Il est facile d’endoctriner des gens qui savent à peine lire
et dont personne ne prend soin. La République leur reproche même de gagner trop avec
toutes leurs « allocs »! Ils se raccrochent à n’importe quelle
branche.
Ils s’abandonnent à une foi aveugle en un Allah vengeur, un
Jésus vivant ou une vierge Marine.
Ces croyances sont archaïques et remplies de haines, mêlant
vieilles pratiques animistes ou païennes à des morceaux de « vrais textes »
détournés pour former de véritables dogmes. Elles sont volontairement détachées
de tout modernisme afin d’être plus hermétiques. On ne discute pas ce qu’on ne comprend pas.
Si certains glissent vers une version plus radicales de
leurs convictions originelles on assiste à énormément de conversions vers l’Islam
mais aussi les Pentecôtistes ou l’extrême droite. Ils profitent d’une
population qui n’ira ni lire les textes ni vérifier les chiffres ou les sources.

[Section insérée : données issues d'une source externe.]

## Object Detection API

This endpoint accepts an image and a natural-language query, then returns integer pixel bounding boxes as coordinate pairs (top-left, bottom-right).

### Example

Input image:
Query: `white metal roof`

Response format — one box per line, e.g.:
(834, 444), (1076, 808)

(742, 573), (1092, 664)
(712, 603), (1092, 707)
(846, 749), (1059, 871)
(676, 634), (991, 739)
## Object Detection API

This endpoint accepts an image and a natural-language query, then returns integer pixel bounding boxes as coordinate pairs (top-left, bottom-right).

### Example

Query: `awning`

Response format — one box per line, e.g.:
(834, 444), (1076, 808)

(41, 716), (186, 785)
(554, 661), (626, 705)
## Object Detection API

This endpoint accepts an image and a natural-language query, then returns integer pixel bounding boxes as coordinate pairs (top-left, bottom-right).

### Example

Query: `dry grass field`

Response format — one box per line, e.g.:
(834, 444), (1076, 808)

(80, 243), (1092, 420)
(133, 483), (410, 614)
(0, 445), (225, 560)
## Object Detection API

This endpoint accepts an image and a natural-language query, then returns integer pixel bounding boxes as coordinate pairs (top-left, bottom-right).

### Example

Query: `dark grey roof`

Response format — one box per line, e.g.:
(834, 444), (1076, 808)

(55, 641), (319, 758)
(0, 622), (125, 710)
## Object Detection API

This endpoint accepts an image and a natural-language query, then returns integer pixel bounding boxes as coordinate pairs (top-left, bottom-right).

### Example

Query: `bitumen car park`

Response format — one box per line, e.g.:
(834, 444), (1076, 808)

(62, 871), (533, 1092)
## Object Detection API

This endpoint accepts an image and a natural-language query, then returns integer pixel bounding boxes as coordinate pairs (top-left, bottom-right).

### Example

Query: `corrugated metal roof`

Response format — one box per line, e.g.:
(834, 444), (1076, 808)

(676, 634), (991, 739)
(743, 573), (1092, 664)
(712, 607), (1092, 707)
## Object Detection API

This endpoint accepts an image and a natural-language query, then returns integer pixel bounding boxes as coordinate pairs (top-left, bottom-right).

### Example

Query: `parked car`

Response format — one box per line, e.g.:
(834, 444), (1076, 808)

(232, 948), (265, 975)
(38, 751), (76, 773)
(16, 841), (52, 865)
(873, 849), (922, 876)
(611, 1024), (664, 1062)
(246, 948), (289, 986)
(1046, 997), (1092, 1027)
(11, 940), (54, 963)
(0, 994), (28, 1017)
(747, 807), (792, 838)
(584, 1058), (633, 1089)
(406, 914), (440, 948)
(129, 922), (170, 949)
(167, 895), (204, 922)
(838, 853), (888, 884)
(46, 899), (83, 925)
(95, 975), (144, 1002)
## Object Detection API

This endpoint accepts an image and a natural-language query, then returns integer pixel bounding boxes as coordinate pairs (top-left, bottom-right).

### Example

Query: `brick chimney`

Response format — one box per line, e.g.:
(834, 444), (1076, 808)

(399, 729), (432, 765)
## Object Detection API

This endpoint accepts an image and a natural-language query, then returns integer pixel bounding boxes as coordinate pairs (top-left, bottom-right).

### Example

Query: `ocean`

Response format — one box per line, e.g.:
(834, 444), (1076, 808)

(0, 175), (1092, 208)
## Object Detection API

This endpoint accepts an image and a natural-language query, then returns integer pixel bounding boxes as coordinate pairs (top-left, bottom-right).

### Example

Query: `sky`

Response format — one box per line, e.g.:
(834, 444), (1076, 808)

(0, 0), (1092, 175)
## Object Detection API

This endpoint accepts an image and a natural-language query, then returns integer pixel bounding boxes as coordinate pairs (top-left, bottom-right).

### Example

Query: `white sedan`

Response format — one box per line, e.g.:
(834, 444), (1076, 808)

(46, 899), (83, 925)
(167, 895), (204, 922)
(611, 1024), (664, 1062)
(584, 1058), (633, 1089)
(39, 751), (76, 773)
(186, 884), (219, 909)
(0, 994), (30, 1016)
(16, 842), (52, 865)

Leur foi est aveugle et leur jugement altéré.
Ils ne sont pas idiots mais il est bien difficile de réfléchir
quand on souffre (je vous invite à essayer de faire des sudoku pendant une rage
de dents ou un accouchement). Une fois enrôlés quelqu’un pensera pour eux et
ils vont y trouver un réel apaisement en plus de l’espoir d’un avenir meilleur,
ici ou dans l’au-delà.
Alors oui, il faut faire quelque chose Monsieur Valls.
Il faut faire de la politique au sens profond comme vous
dites et rattacher les 10% d’êtres qui survivent dans ces limbes parallèles à
la République.
Il faut arrêter de laisser mourir socialement ces gens en
les mettant au ban de la ville au sens large. Si des prédicateurs de bazar
arrivent à convaincre en offrant du rêve, des énarques d’un des pays les plus
riches de la planète devraient y arriver en offrant du concret. Non ?
C’est à vous d’aller réhabiliter vos jachères au lieu de
culpabiliser les herbes devenues folles qui y poussent comme elles le peuvent.